Rectangular ducts, however, work best in low-pressure systems. They can also be shrunk to fit into more spaces than round ducts, which will always be the same diameter. You can change the length and width of a rectangular duct to help it better fit into small spaces.
Some homes use a mixture of both types, particularly when retrofitting and needing to move into a smaller space. In general, a rectangular duct can cost considerably more than round ducts, but very large round ducts may have larger costs as well.
|Shape||Average Costs (Installed)|
|Round||$2.50 - $12.85|
|Rectangular||$6.25 - $11.50|
If your air ducts seem clogged, you had recent construction, or have not cleaned them in a while, it is a good idea to have them cleaned and inspected. Doing so can improve their efficiency and identify potential issues. The average cost of cleaning is between $350 and $1,000 on average.
Duct Armor is a rubberized liner that can be installed or sprayed inside your ducts. It helps prevent air leaks and the transmission of allergens like dust. Costs range from $2,000 to $10,000, depending on the size and condition of your ducts.
If your ducts are leaking air, they could be losing energy or causing your HVAC system to work too hard. Sealing your ducts helps prevent this and may make your system more efficient. It costs around $350 to $600 on average to seal your ducts.
If you have exposed ductwork, one way to conceal it while making sure it is still readily accessible is with a suspended ceiling. Dropped or suspended ceilings use a grid with ceiling tiles suspended in it. To reach the ducts, the tiles are removed. The average cost of this ceiling is between $955 and $1,510.
The average ductwork installation can take 1 to 3 days, but it may take longer if this is a new installation in an existing home.
This depends on the ductwork type and can be done by folding the ducts onto one another, using tape, connectors, or sealants.

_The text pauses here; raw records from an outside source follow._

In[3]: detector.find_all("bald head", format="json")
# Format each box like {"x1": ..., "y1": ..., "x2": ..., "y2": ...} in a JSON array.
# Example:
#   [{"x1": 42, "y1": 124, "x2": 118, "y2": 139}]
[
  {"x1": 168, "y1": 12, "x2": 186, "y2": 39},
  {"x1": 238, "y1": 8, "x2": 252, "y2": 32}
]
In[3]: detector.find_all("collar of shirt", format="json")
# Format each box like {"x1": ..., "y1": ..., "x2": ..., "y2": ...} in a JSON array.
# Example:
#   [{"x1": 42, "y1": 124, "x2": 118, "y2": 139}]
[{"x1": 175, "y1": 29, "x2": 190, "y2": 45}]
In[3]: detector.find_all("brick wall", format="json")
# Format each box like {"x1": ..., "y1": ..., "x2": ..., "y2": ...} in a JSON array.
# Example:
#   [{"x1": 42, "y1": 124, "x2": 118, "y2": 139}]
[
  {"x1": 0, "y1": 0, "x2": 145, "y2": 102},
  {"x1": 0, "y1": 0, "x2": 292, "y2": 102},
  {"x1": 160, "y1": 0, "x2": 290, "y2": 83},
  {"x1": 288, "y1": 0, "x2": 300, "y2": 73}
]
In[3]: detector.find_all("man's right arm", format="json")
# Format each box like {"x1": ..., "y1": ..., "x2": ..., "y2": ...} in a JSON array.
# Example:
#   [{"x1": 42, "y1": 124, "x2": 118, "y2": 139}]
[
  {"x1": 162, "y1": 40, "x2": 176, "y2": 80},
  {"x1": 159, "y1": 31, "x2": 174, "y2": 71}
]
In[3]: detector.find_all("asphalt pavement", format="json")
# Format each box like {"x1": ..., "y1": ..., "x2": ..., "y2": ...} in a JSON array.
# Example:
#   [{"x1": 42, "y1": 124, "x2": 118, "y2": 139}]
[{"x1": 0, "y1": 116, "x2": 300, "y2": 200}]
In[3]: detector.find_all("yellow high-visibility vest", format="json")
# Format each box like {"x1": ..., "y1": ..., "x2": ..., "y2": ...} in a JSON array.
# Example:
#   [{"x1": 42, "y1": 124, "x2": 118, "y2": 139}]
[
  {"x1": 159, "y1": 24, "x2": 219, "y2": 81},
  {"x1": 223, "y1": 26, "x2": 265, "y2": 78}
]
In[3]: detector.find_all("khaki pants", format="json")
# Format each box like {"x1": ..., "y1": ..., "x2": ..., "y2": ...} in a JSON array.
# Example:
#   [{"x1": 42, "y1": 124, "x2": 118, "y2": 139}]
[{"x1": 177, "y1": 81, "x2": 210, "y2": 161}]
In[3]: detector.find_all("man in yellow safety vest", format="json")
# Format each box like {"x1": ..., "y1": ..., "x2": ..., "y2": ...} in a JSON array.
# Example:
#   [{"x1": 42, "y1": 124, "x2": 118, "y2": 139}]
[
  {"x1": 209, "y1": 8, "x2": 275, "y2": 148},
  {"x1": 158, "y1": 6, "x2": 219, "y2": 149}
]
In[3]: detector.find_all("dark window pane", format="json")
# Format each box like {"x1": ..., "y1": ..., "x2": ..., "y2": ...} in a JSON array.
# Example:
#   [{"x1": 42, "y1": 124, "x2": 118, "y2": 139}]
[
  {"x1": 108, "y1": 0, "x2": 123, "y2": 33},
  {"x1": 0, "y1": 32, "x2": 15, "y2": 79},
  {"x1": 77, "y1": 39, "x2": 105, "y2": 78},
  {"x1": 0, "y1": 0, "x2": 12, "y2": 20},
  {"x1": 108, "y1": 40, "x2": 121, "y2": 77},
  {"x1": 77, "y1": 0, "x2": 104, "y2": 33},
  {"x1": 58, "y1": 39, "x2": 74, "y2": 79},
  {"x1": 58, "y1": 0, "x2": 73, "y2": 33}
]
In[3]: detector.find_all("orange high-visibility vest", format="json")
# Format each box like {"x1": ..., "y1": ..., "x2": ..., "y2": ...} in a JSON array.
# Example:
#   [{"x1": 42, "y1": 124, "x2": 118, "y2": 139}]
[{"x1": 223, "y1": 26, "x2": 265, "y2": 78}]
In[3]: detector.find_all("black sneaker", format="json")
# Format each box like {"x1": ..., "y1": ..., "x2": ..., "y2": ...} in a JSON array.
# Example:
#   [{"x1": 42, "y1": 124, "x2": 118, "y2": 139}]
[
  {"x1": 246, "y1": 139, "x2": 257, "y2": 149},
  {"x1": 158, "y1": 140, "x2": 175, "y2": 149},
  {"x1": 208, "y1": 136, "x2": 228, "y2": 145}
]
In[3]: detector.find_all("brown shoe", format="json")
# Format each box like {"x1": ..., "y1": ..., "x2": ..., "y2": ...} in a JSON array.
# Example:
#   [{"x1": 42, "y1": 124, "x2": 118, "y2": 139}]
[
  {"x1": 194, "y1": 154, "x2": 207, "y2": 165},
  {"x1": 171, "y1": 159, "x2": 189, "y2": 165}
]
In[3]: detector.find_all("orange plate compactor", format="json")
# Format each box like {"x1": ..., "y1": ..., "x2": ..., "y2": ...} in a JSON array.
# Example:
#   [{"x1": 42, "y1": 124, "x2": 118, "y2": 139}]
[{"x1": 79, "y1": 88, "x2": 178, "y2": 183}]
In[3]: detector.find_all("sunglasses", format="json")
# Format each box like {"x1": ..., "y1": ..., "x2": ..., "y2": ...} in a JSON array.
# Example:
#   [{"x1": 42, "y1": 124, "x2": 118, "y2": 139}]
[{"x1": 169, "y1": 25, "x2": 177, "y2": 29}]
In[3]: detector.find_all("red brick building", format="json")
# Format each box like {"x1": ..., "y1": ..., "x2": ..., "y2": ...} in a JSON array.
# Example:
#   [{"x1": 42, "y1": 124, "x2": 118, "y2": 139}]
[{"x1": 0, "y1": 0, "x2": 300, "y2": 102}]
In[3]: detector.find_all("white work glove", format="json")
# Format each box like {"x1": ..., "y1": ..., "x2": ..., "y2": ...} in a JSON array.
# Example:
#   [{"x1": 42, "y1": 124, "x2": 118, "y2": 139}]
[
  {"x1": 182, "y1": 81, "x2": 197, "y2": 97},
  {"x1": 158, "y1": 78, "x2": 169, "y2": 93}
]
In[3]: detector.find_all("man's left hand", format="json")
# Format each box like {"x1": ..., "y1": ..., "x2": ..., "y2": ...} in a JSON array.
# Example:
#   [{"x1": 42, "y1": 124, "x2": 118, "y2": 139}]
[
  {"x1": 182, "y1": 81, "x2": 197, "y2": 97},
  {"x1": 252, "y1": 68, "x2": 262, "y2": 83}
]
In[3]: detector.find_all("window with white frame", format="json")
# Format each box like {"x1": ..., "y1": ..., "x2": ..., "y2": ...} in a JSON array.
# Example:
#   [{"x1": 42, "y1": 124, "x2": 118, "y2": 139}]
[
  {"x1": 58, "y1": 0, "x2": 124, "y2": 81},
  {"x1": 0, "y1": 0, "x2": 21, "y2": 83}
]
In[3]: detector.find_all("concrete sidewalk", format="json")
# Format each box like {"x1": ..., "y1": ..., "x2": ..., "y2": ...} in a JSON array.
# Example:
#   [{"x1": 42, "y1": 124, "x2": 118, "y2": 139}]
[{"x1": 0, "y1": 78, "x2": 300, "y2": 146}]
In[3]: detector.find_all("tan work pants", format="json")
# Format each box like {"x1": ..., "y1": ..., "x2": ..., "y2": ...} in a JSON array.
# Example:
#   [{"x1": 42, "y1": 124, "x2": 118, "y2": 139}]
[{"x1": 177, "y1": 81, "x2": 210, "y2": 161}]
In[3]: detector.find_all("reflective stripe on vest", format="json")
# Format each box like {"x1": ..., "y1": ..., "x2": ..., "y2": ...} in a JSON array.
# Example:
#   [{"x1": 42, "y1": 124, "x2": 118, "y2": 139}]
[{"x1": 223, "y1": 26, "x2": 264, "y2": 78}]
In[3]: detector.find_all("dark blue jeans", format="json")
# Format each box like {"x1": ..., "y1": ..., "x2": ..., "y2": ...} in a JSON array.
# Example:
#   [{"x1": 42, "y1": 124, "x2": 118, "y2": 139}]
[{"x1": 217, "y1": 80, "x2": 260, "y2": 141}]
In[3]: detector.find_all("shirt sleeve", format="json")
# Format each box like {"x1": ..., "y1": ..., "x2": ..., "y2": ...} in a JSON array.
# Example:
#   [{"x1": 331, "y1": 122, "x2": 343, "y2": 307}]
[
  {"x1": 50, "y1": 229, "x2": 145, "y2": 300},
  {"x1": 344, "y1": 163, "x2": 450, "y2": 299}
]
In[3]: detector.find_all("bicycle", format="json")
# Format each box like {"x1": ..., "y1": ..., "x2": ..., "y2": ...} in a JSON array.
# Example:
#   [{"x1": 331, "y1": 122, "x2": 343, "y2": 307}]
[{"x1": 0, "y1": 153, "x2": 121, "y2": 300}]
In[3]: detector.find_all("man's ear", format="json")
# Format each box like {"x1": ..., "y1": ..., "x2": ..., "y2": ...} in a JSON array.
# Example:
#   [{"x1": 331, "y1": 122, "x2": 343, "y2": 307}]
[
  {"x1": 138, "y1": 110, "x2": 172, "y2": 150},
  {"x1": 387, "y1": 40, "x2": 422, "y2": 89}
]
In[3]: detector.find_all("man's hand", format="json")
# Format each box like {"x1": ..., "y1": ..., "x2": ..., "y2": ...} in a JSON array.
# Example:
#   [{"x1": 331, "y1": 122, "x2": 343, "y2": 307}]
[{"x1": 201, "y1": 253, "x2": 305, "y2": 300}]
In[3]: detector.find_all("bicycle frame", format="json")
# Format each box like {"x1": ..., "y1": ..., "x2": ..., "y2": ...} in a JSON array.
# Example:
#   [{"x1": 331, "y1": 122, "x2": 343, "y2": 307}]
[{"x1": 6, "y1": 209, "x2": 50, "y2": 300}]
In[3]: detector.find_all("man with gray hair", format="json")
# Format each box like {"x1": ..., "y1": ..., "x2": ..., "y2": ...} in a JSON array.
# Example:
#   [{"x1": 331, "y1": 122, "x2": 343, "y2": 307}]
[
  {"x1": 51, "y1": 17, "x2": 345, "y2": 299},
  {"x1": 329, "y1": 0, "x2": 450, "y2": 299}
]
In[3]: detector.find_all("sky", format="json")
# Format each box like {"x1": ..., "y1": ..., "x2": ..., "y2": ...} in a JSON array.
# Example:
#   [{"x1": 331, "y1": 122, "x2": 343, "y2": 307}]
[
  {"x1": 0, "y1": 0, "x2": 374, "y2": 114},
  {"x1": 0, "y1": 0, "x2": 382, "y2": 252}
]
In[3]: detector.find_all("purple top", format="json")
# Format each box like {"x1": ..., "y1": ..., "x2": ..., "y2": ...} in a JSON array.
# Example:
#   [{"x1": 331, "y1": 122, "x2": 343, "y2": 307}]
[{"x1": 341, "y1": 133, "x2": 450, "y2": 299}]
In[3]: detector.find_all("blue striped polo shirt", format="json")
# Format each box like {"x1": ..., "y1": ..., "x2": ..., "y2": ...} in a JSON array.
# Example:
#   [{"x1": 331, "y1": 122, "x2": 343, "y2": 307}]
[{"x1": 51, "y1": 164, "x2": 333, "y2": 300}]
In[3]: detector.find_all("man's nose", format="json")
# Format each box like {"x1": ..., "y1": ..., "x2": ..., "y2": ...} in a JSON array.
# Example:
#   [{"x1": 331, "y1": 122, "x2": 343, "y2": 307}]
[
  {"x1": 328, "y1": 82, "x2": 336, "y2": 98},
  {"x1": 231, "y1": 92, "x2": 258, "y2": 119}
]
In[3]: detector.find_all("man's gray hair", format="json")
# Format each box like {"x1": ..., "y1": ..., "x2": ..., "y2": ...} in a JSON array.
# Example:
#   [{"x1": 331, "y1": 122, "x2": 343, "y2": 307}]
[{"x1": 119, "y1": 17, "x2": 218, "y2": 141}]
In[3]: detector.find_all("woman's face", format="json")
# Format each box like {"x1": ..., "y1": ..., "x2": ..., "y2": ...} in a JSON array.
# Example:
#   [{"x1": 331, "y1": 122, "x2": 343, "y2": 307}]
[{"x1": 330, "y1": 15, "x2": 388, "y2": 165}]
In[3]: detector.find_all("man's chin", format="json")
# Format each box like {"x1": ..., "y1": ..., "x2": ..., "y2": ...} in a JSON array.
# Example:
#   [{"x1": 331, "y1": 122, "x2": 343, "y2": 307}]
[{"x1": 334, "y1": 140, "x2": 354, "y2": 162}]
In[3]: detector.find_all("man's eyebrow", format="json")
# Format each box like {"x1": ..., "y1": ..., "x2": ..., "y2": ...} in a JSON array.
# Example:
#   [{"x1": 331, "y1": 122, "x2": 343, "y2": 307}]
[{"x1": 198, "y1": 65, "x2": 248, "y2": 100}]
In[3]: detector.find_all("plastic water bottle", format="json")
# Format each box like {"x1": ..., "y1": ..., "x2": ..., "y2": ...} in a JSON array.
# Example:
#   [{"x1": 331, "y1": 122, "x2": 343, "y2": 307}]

Most commonly, tape or sealant is used around the joins in the ducts.
You should have your ducts tested for efficiency. If they are very leaky, rusting, or have other issues, then it is time to have them replaced.
You may suspect you need new ducts if you notice that your energy bills are climbing while it becomes harder to heat and cool your home. An inspection and test of your ducts can tell you if this is the case.
This depends on the layout of your ducts, whether this is a trunk or branch, and how big the crawl space is. In most cases, yes, it can be used in this area, but it depends on the situation.
Not necessarily. Your ducts should be inspected when installing the new unit. If they are old and leaking, they may need to be replaced.